Это расплывчатое «вообще» легло на душу теплым облаком. Никита подошел к столу, взял кусок колбасы, пупырчатый огурчик и, предвкушая неземной вкус, отправил и то и другое в рот. Жуя, произнес:

– Наливайте, Иннокентий Васильевич, выпьем за здоровье моего батюшки.

– Вы только не говорите ему, что посуда одноразовая, – засуетился сторож, не сдерживая широкой улыбки, – не любит он этого, велел, чтоб все по первому разряду было. Ну а зачем деньги-то на ветер бросать? Лучше уж по-простому, да?

– Гораздо лучше, – согласился Никита, вспоминая, приходилось ли ему есть из одноразовой посуды. Большие белые тарелки «Пино Гроз» с тонкими черными полосками по краю совсем не были похожи на цветастые картонки, занимавшие большую часть стола. Но это ничуть не беспокоило и не огорчало, наоборот, казалось, именно этой простоты не хватало долгие годы. Никита придвинул стул, сел и еще раз обвел взглядом комнату. Здесь будет ресторан. Стильный. Лучший. Наперекор всему будет.

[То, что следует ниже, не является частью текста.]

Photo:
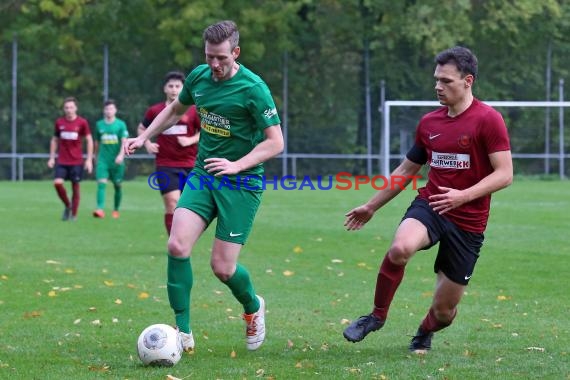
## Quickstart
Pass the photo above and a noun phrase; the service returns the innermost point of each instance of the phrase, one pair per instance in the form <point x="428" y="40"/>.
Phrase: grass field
<point x="75" y="296"/>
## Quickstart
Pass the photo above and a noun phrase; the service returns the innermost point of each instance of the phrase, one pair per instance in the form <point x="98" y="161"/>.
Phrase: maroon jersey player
<point x="466" y="147"/>
<point x="67" y="141"/>
<point x="175" y="148"/>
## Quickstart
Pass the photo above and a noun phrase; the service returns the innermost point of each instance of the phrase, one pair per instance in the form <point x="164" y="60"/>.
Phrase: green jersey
<point x="233" y="114"/>
<point x="109" y="138"/>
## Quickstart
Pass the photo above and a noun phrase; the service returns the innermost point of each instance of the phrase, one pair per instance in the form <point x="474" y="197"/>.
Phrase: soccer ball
<point x="159" y="345"/>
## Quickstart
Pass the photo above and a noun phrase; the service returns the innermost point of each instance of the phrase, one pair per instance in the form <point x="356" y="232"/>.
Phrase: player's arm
<point x="164" y="120"/>
<point x="89" y="161"/>
<point x="188" y="140"/>
<point x="52" y="151"/>
<point x="268" y="148"/>
<point x="121" y="156"/>
<point x="151" y="148"/>
<point x="500" y="177"/>
<point x="359" y="216"/>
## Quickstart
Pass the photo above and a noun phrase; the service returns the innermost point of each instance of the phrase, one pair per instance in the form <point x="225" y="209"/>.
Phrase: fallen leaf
<point x="32" y="314"/>
<point x="143" y="295"/>
<point x="103" y="368"/>
<point x="539" y="349"/>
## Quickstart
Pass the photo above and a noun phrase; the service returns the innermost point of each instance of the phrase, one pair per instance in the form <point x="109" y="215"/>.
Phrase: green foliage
<point x="75" y="296"/>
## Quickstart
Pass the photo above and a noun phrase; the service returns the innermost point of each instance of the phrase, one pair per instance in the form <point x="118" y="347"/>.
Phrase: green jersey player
<point x="240" y="130"/>
<point x="110" y="133"/>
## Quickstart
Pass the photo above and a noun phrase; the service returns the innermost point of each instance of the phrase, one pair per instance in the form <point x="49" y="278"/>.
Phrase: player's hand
<point x="184" y="140"/>
<point x="151" y="148"/>
<point x="132" y="144"/>
<point x="88" y="166"/>
<point x="221" y="166"/>
<point x="358" y="217"/>
<point x="447" y="200"/>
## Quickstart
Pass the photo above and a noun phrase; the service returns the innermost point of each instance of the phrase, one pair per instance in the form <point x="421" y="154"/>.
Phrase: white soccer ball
<point x="160" y="345"/>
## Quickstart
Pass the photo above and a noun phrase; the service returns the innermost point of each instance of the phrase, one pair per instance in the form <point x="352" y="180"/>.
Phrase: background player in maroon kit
<point x="466" y="146"/>
<point x="67" y="142"/>
<point x="175" y="149"/>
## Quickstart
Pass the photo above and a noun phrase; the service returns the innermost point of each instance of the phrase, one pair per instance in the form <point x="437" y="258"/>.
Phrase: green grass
<point x="57" y="279"/>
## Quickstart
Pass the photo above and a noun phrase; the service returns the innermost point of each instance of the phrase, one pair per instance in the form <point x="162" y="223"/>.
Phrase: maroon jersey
<point x="170" y="152"/>
<point x="70" y="134"/>
<point x="458" y="151"/>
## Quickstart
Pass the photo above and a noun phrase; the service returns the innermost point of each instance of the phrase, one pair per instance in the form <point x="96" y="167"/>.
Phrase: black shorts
<point x="73" y="173"/>
<point x="171" y="178"/>
<point x="458" y="249"/>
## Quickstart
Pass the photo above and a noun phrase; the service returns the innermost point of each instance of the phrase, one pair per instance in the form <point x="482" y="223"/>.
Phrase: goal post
<point x="386" y="140"/>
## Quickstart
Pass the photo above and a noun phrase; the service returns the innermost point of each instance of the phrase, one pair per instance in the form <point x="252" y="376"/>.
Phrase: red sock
<point x="60" y="189"/>
<point x="387" y="283"/>
<point x="75" y="196"/>
<point x="432" y="324"/>
<point x="168" y="222"/>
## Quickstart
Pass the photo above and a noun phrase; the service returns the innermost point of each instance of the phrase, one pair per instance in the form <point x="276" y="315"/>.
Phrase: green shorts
<point x="113" y="172"/>
<point x="235" y="208"/>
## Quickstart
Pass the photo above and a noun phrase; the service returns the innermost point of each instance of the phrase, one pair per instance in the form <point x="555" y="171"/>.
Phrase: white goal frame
<point x="387" y="105"/>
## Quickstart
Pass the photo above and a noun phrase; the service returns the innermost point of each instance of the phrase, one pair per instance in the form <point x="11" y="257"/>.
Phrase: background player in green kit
<point x="110" y="134"/>
<point x="240" y="130"/>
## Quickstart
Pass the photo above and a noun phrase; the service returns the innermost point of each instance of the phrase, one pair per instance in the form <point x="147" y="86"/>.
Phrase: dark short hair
<point x="174" y="75"/>
<point x="221" y="31"/>
<point x="70" y="99"/>
<point x="463" y="58"/>
<point x="109" y="102"/>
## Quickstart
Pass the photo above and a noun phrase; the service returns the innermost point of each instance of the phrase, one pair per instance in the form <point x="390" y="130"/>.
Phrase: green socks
<point x="242" y="289"/>
<point x="101" y="195"/>
<point x="118" y="196"/>
<point x="179" y="285"/>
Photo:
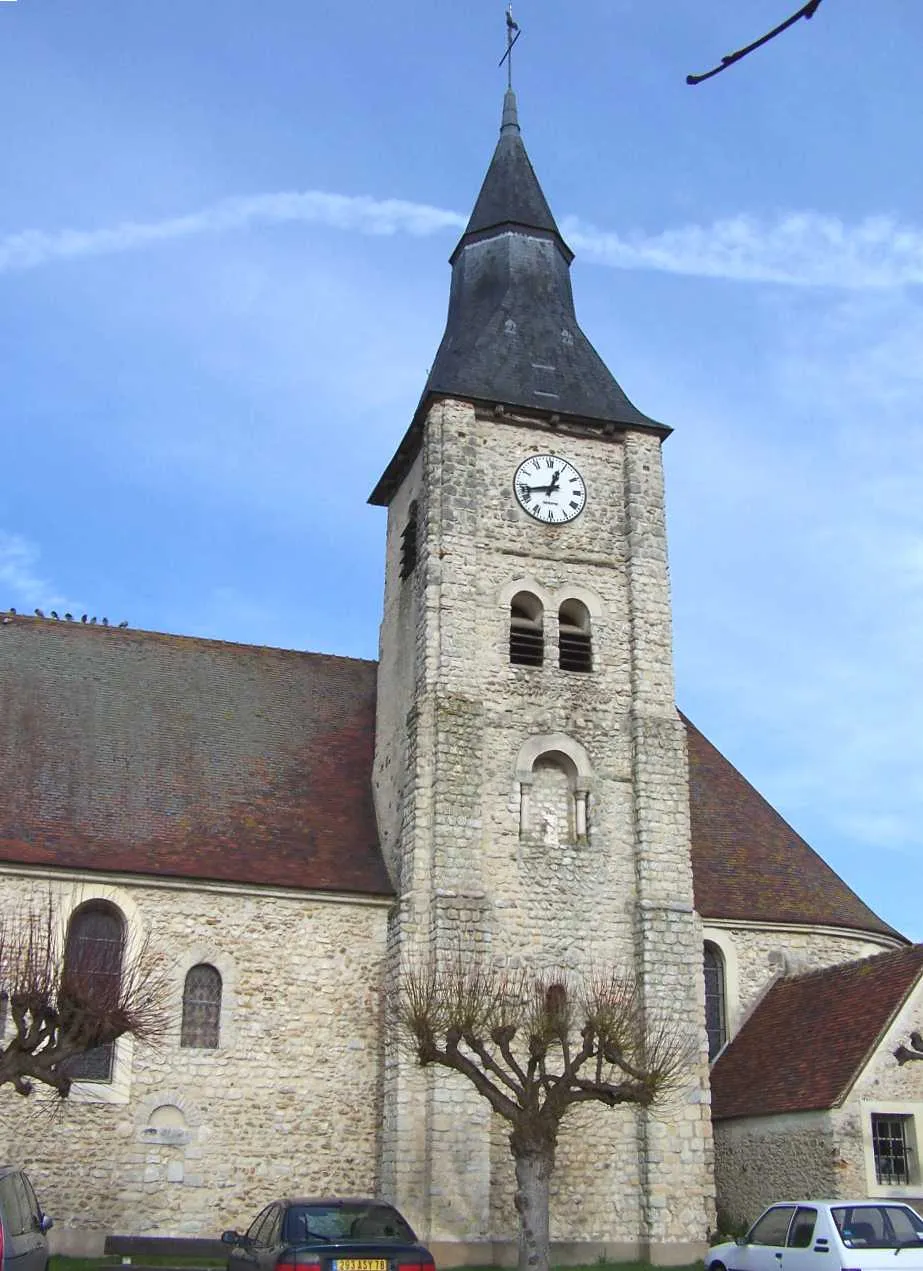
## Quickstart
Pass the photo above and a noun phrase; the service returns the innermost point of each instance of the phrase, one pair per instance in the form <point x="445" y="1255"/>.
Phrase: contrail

– Рассказывайте, Иннокентий Васильевич, – потребовал Никита, с удовольствием отправляя на бородинский хлеб тонкую полоску бекона.

– А что рассказывать-то? – протягивая стаканчик с водкой, спросил разомлевший сторож.

– Где работаете, кем работаете и о чем еще вас просил мой отец?

– А-а-а, ну это пожалуйста. – Иннокентий Васильевич дзынькнул стаканчиком о стаканчик Никиты, залпом выпил, подпер щеку кулаком, сунул в рот ветку укропа и неторопливо принялся делиться подробностями своего житья-бытья.

Лет десять он проработал сборщиком мебели, затем переквалифицировался в страхового агента, затем действительно был экскурсоводом – на кладбище: показывал туристам могилы знаменитостей, затем «выбрал должность посолиднее» и обосновался в «Пино Гроз» в качестве посудомойщика. «Козырное место – голубая униформа и еда буржуйская». А со Львом Аркадьевичем познакомился совершенно случайно «в служебке» между первым и вторым этажами.

– Я тогда только две недели отработал, батюшку вашего в глаза не видел. Гляжу, стоит рыжий лопоухий мужик и смотрит на меня, а я в креслице уселся и, значит, обедаю – греческий салат употребляю с говяжьим стейком, ну, мяса кусок по-нашему, по-нормальному. Повар, зануда такая, все зудел, мол, стейки эти – исключительно из мяса молодых бычков, которые паслись на лугах около озера… блин, забыл, около какого озера они паслись!.. Ладно, не важно. И воду бычки чистую пили, и траву сочную жевали, и мясо от этого нежное и особенно вкусное, а я, мол, ем неправильно – тороплюсь и большие куски заглатываю, а нужно не так, нужно с ножиком. Э! Не о том! Так вот, гляжу, стоит рыжий мужик и на меня смотрит. Ну, я и спрашиваю: хочешь, мол, тоже салата и стейка?.. А он как заржет! Так наше знакомство и состоялось. Батюшка ваш меня с кухни убрал и к себе в помощники определил. Теперь кручусь по мелким и крупным поручениям. Вот вас встретить обязал.

Никита торопливо умял второй бутерброд и усмехнулся – его предположения оправдались, расклад более чем ясен. Лев Аркадьевич Замятин приобрел эту халупу и устроил шоу с Иннокентием Васильевичем и хлебосольным ужином только ради того, чтобы указать непослушному сыну на его место. Возвращайся-ка ты, мальчик, в Лондон к прежней жизни, здесь тебе ловить нечего, здесь ты будешь один – без всякой помощи, здесь слишком много трудностей, с которыми ты не справишься. А если и справишься, то вряд ли сможешь расправить плечи, сможешь поддержать уровень «Пино Гроз». Москва стала другой, связей – ноль… Ужин по первому разряду – лишь издевка.

– Так вы на самолет когда? Ну, обратно-то… – вклинился в мысли Никиты Иннокентий Васильевич.